A power of attorney is a document by which the donor gives the attorney the power to act on behalf of and in the name of the donor. This potentially broad authority led to a requirement for particular execution formalities under English and Cayman law. This note provides brief answers to the most common questions that arise in relation to Cayman powers of attorney.
1. What are the execution requirements for a Cayman law governed document containing a PoA?
- Execution by individual: document must be expressed to be executed as a deed and signed by the donor. Signature must be witnessed.
- Execution by Cayman company: document must be executed either (i) by affixing to it the company's seal (in accordance with its articles of association) or (ii) by having it executed by the company by any person acting under the company's express or implied authority and ensuring that it is expressed to be executed as a deed. Signature need not be witnessed (unless required under the articles of association or other signing authority, which would be unusual).
- Execution by non-Cayman company: document must be executed (i) by either of the ways applicable for a Cayman company (see para (b) above), or (ii) by executing it in conformity with the requirements imposed by the laws of the jurisdiction in which the overseas company was formed or incorporated and its constitutional documents.

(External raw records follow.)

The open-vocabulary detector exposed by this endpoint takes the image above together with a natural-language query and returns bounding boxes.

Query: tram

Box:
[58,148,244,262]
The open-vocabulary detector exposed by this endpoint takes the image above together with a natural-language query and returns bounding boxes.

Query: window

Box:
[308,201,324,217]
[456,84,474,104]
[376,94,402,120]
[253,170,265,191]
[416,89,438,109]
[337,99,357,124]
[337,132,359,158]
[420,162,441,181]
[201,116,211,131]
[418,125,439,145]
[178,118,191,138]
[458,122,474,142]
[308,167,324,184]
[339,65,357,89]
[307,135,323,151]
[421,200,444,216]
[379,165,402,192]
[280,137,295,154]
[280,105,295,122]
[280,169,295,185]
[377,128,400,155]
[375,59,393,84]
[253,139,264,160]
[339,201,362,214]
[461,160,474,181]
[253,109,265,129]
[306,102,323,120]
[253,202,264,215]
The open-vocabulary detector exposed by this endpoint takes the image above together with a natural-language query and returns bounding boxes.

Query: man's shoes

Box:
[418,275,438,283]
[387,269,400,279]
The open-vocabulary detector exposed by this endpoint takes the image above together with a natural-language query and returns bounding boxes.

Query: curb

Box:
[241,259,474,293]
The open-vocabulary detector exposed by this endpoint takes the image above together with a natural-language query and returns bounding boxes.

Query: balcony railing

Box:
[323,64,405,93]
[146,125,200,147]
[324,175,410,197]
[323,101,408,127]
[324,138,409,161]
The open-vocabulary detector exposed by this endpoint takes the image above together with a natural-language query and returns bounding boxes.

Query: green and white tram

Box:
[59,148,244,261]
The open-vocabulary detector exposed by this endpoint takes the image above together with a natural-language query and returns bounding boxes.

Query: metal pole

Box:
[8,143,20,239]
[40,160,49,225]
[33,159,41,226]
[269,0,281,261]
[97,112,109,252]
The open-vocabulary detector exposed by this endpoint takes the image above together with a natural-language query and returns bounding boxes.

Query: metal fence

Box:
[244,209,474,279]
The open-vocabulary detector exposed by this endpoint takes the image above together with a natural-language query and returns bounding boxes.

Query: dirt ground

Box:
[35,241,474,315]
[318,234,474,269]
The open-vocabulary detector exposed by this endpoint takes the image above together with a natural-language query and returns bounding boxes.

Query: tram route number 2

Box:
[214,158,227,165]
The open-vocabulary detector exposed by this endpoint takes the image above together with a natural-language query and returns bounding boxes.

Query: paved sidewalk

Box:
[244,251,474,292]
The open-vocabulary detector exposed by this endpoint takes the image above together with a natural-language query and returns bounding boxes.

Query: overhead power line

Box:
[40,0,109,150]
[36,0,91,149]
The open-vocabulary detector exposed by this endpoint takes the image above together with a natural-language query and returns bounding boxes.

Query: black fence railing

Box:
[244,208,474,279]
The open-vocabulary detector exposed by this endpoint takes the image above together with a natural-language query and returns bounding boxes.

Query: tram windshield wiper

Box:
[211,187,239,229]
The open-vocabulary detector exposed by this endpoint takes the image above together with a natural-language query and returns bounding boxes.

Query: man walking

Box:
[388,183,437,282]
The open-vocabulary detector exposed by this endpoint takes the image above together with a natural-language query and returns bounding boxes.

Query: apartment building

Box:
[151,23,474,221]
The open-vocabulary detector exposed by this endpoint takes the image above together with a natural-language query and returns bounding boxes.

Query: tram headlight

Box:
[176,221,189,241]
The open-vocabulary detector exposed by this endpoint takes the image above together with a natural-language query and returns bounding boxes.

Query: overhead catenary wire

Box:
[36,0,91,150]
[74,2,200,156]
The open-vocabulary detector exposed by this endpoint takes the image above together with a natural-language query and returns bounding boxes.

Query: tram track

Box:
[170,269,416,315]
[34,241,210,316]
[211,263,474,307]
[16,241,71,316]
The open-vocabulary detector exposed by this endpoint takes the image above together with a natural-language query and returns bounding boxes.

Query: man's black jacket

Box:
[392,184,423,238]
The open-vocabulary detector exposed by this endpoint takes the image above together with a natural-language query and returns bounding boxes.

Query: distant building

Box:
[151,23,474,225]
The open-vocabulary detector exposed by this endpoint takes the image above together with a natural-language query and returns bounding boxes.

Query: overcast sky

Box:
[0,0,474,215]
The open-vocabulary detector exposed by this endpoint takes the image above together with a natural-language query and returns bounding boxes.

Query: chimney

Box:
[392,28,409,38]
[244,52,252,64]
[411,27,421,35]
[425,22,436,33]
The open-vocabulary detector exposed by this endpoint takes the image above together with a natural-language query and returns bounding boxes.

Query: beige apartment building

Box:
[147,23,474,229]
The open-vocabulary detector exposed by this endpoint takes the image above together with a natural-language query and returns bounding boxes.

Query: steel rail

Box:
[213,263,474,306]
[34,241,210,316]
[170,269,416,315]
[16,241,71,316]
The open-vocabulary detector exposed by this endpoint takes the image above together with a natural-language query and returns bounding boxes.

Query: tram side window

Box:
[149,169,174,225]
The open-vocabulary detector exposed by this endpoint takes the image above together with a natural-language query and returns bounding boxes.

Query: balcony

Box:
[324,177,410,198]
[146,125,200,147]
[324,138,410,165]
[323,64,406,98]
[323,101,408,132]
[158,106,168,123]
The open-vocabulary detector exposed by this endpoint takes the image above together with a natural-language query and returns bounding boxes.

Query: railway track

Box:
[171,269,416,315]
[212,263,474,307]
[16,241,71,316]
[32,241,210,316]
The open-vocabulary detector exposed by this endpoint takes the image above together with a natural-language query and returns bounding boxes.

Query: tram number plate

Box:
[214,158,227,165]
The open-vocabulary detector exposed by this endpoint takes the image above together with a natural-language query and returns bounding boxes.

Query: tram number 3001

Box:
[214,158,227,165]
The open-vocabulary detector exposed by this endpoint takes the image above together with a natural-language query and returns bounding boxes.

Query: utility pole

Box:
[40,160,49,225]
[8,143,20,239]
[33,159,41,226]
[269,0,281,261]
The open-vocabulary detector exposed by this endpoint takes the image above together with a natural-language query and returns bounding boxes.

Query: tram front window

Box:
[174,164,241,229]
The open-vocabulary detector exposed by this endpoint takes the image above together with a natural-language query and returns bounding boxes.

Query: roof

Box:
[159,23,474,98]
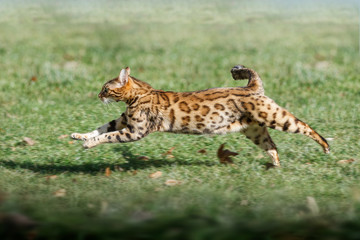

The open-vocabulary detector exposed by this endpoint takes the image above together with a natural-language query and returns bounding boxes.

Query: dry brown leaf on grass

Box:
[161,147,175,158]
[105,167,111,177]
[306,196,320,216]
[165,179,181,187]
[23,137,35,146]
[149,171,162,178]
[58,134,69,139]
[45,175,57,181]
[138,156,149,161]
[217,143,239,164]
[53,189,66,197]
[30,76,37,82]
[198,149,207,154]
[337,158,355,164]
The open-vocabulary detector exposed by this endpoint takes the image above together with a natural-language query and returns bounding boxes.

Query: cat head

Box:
[98,67,133,103]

2. What are the Cayman execution requirements for a non-Cayman law governed document containing a PoA, where the donor is a Cayman company?
Same as para 1(b) above, irrespective of the jurisdiction where the attorney is to operate. The fact that a PoA granted by a Cayman company is governed by the law of another jurisdiction cannot override the requirements of Cayman law, since it is Cayman law generally and the Companies Law (Revised) and Powers of Attorney Law (Revised) specifically, that determine the company's formation, capacity and execution requirements with respect to deeds and powers of attorney.
It may be that the governing law jurisdiction or the jurisdiction in which the attorney is to operate will have its own execution requirements, in which case the Cayman company should also comply with such requirements.
3. What are the execution requirements where a limited partnership agreement of a Cayman exempted limited partnership contains a PoA?
The Exempted Limited Partnership Law, 2014 states that any LPA including a PoA is deemed to be executed as a deed. The requirements set out under 1 above do not therefore apply for the PoA to be valid as a matter of Cayman law (though it remains customary for LPAs to contain the "executed as a deed" wording).
This deeming provision does not apply to a subscription agreement containing a PoA, which must therefore still be executed as a deed.
The content of this article is intended to provide a general guide to the subject matter. Specialist advice should be sought about your specific circumstances.